Sobre un verde intenso, que se extiende como un mar sobre este hermoso valle de Cantabria, al visitar Caloca, uno se adentra por sus empinadas callejuelas, por donde se mezclan los olores a robles, hayas y alcornoques.
Bajo la atenta mirada de dos estupendos labradores, observamos el bosque lebaniego. Una periodista viajera lo definiría como "una pincelada azafranada"; otro bloguero, escribe que estos bosques han salido de un cuento de hadas, describiendo lugares cercanos a estos de Caloca y Vendejo poblados de robles enormes y de bellísimos acebos.

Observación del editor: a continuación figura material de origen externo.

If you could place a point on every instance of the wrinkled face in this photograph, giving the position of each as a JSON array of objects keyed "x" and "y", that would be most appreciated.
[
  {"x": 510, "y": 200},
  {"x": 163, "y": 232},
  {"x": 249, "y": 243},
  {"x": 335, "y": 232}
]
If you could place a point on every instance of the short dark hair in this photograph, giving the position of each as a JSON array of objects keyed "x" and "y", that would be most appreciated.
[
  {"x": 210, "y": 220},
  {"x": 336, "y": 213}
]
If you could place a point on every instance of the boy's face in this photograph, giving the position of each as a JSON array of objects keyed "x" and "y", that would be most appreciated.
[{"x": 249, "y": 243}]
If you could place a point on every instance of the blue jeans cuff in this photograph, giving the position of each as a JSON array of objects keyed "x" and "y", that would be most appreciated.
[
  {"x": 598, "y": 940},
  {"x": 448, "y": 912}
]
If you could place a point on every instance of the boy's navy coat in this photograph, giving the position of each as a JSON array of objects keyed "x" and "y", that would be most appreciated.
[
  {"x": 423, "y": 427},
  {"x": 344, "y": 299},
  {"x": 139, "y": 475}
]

Los habitantes del norte de Palencia, sobre todo los ganaderos, cuando suben a revisar los ganados que pastan en el puerto de Pineda, suelen mirar hacia este pueblo desde el ojo de Vistruey, en Casavegas y es por este motivo que algo me empujó a visitarlo el pasado mes de agosto, para dejar constancia de una forma de vida, incluso diferente a la vida de los nuestros. No hablamos de un pueblo viejo, algunos aseguran que es un pueblo de 400 años, pero hay muchos detalles que nos hacen volver la vista: la panera que sobresale por los muros de alguna de sus casas; la larga escalera que nos sube a la iglesia, el potro de herrar, la cantina y un conjunto de casas rurales que invitan a conocer la abnegada vida de sus gentes. Tan dura como hermosa. Tan arriesgada como envidiable; en primavera, como un inmenso mar de verde y en otoño con tonos ocres de una hermosura sin igual.

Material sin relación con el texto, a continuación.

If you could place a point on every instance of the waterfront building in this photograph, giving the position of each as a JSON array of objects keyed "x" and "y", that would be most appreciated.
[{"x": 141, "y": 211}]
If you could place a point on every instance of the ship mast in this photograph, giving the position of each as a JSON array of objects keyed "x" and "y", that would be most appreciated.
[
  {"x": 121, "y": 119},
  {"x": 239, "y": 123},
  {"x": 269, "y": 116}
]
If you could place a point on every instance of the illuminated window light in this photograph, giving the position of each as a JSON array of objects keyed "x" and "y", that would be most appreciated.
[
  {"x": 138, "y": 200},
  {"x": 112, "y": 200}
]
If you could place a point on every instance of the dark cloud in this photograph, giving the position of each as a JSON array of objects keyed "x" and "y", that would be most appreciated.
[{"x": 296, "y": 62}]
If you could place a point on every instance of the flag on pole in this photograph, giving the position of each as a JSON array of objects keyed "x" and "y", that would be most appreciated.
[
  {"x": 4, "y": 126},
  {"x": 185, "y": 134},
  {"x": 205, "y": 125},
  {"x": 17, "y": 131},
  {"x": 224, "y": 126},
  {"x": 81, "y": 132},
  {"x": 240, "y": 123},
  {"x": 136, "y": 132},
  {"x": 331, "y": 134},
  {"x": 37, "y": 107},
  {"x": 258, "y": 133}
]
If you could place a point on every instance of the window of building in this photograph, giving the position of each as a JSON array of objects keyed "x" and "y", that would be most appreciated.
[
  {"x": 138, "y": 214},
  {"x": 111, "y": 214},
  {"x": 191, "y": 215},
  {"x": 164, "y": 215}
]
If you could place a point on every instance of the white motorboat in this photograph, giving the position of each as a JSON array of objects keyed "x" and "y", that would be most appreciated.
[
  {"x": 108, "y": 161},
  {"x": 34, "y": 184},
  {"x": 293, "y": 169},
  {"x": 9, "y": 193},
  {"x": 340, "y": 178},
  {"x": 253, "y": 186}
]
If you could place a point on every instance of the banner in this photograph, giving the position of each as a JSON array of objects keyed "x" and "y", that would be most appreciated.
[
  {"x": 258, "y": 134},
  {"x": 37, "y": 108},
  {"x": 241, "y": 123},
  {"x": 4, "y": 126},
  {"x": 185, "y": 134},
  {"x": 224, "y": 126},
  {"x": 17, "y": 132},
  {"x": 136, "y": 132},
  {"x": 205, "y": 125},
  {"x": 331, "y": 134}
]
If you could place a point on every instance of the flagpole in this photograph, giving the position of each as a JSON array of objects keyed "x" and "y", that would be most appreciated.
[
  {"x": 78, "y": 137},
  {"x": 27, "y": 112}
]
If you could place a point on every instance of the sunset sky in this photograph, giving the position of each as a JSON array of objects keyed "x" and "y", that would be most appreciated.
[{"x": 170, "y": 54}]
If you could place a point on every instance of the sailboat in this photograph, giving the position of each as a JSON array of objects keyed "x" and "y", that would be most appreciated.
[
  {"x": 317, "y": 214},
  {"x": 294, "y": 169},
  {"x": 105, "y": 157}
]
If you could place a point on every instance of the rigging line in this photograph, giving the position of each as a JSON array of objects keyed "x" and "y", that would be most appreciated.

Aquí los quesucos tienen denominación de origen, y el borono, y los embutidos de venado, sin olvidarnos del cocido lebaniego, plato obligado si llegas a estos lugares de Cantabria.
Dejamos para otro rato el Valle de Cereceda, con pueblos como Bárago, de donde guardo algunos recuerdos juveniles; Cosgaya, ya de camino hacia Espinama y Fuente Dé, una de cuyas pistas nos conduce hacia el collado de Llesba, junto al Puerto de San Glorio, rincones, todos, como salidos de ese cuento de hadas.